In the case of purple hues, our brains likely convert the mix of blue and red wavelengths into a perceptual gradient between the two. We automatically parse purple as a color distinct from, but related to, blue and red.

So a blue-red pigment might physically reflect two wavelengths, but our perception collapses it into a single shade of purple. We lack the biological hardware to experience true blue-red as its own color.

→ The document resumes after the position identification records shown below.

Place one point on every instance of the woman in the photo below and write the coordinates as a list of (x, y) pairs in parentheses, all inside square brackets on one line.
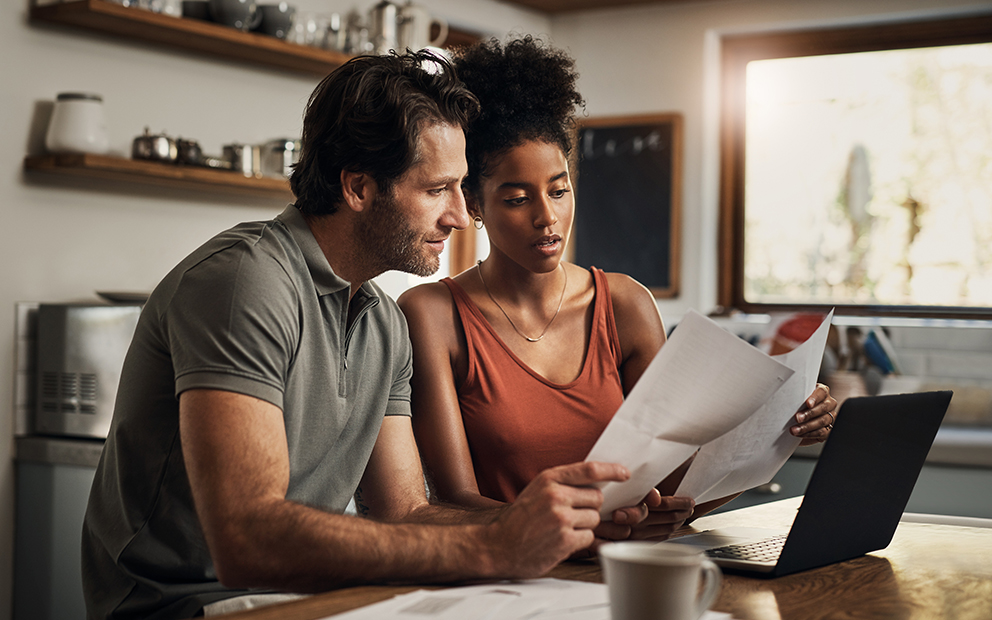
[(521, 361)]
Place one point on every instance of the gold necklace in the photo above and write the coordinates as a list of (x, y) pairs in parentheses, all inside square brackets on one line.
[(478, 265)]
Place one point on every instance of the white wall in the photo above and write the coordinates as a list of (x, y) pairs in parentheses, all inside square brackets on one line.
[(64, 241), (665, 58)]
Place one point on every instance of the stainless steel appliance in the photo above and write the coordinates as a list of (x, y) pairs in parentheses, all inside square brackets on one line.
[(80, 353)]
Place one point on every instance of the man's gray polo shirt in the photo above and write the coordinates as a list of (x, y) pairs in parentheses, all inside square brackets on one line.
[(256, 310)]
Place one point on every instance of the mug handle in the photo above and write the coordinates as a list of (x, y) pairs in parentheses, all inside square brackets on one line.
[(712, 578), (256, 18), (443, 34)]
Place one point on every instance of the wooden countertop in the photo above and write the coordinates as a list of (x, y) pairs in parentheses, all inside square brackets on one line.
[(929, 571)]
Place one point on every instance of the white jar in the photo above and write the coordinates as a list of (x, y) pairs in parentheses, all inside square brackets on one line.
[(77, 124)]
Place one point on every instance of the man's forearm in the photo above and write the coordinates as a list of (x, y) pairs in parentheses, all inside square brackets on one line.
[(292, 547)]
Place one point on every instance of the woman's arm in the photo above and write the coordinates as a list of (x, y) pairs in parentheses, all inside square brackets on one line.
[(642, 334), (639, 327), (439, 351)]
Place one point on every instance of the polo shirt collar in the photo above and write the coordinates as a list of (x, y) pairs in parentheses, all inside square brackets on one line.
[(324, 278)]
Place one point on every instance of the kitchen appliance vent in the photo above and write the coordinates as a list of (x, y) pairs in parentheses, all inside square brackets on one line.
[(81, 350)]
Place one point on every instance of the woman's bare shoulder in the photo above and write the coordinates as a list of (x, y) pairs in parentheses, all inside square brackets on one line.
[(426, 302), (629, 294)]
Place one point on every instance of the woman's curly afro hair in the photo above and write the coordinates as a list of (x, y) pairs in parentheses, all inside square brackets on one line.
[(526, 91)]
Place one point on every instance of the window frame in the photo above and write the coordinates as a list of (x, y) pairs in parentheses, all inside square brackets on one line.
[(737, 51)]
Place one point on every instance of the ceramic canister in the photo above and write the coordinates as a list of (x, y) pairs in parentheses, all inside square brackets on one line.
[(77, 124)]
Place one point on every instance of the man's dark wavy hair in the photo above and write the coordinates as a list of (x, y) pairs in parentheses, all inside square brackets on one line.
[(367, 116), (527, 92)]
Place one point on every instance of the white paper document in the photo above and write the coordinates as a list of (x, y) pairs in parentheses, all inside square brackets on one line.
[(752, 452), (701, 384)]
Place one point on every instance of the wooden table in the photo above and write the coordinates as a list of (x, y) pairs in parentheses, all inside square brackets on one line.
[(928, 571)]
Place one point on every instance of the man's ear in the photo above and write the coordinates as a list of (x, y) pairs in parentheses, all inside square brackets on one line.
[(358, 190)]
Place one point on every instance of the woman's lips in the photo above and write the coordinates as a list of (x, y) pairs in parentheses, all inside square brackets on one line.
[(548, 246)]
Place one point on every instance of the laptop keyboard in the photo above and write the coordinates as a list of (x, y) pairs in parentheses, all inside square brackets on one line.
[(766, 550)]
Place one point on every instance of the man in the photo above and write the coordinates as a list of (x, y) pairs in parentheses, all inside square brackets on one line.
[(268, 383)]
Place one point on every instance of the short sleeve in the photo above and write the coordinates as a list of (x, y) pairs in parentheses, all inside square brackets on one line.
[(233, 324)]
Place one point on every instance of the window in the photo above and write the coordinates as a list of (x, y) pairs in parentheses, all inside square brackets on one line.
[(857, 169)]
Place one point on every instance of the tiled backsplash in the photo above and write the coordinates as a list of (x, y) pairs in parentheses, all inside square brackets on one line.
[(954, 355)]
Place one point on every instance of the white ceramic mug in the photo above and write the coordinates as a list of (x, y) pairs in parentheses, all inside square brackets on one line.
[(648, 581)]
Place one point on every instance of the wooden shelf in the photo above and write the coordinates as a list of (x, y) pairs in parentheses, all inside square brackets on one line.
[(190, 34), (119, 169)]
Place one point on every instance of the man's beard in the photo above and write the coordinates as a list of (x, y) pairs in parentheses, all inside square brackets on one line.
[(390, 243)]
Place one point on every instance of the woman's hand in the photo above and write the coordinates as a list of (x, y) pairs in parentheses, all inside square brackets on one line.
[(655, 518), (816, 417), (666, 514)]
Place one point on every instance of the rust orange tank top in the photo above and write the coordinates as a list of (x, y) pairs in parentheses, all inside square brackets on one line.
[(517, 422)]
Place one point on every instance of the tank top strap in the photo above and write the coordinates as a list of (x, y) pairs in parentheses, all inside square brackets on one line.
[(604, 312)]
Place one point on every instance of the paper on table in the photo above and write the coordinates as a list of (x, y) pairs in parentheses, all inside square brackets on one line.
[(702, 383), (751, 453), (533, 598)]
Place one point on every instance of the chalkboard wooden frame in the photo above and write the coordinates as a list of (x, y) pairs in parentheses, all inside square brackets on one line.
[(628, 198)]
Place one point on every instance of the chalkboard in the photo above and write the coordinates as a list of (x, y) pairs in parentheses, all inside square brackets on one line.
[(627, 198)]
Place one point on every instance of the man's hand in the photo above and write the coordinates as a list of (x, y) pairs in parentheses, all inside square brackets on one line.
[(551, 519)]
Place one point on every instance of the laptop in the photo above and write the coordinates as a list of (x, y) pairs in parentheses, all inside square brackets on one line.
[(855, 497)]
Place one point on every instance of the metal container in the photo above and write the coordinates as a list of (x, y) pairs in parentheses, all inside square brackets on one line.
[(278, 157), (158, 147), (80, 355), (244, 158)]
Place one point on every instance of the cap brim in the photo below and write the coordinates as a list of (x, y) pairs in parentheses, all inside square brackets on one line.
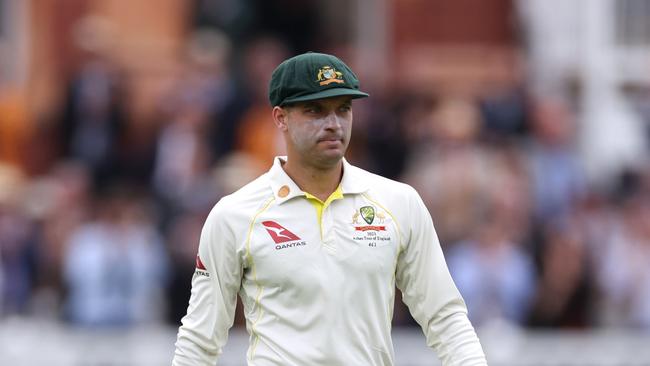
[(328, 93)]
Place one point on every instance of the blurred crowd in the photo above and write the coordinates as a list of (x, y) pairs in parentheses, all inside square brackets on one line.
[(106, 235)]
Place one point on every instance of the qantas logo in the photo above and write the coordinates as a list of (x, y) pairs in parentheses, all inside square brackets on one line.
[(278, 233), (282, 237), (200, 268), (199, 264)]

There are colors we cannot even imagine because our eyes cannot see the wavelengths. Magenta, for example, does not exist on the spectrum – it is a color constructed by our brains. In the same way, blue-red appears impossible for us to perceive as a separate color.

Color Spaces Beyond RGB

The RGB color model relies on mixing red, green and blue light. But other color systems exist that could, in theory, accommodate a blue-red color.

The CMYK (cyan, magenta, yellow, black) model works in pigments. Since it mixes pigments subtractively, combining cyan and magenta theoretically could result in a blue-red. However, in practice the result would remain a purple color for the same perceptual reasons above.

More advanced color models such as CIE L*a*b* or L*u*v* were designed to map human perceptual color space. The L* axis represents lightness, while a* and b* or u* and v* are color opponent dimensions based on green-red and blue-yellow. In CIE L*a*b* space, blue-red would equate to high positive a* (redness) and high negative b* (blueness) values. But again, we would simply perceive this as a purplish color rather than a distinct blue-red.

While mathematical color models provide intriguing possibilities, they do not overcome the limitations of human visual perception. Any blue-red color would invariably translate to variations of purple in our mind’s eye.

Synesthetic Blue-Red

Humans with the condition synesthesia can sometimes perceive colors differently from the rest of us. In particular, chromesthesia causes people to associate sounds with visual colors.

Could a person with synesthesia potentially perceive a “blue-red” color that we ordinarily could not? Perhaps a single wavelength of light could trigger their chromesthesia to generate simultaneous blue and red color sensations.

Documented experiences of chromesthetic synesthetes provide tantalizing clues. Some report seeing a color called “brown-note blue” in response to bass frequencies. Others describe a distinct “red-blue” triggered by certain chords played on piano.

So it appears at least some synesthetes can perceive colors that combine wavelengths from opposite ends of the spectrum. However, the effect seems maddeningly inconsistent and impossible to verify or replicate in other observers.

While synesthesia opens biological possibilities for perceiving something akin to blue-red, it likely remains confined to a sparse number of brains wired differently than the rest of humanity. For the vast majority of people, blue-red elicits purple and only purple.

Conclusion

In investigating the notion of a “blue red” color, we have explored light, pigments, perception and special cases like synesthesia.

The conclusion is that while possible in narrow laboratory conditions, a true blue-red color remains largely elusive. Physics allows blue and red wavelengths to be combined additively or reflected simultaneously. But human perception invariably filters this into shades of purple.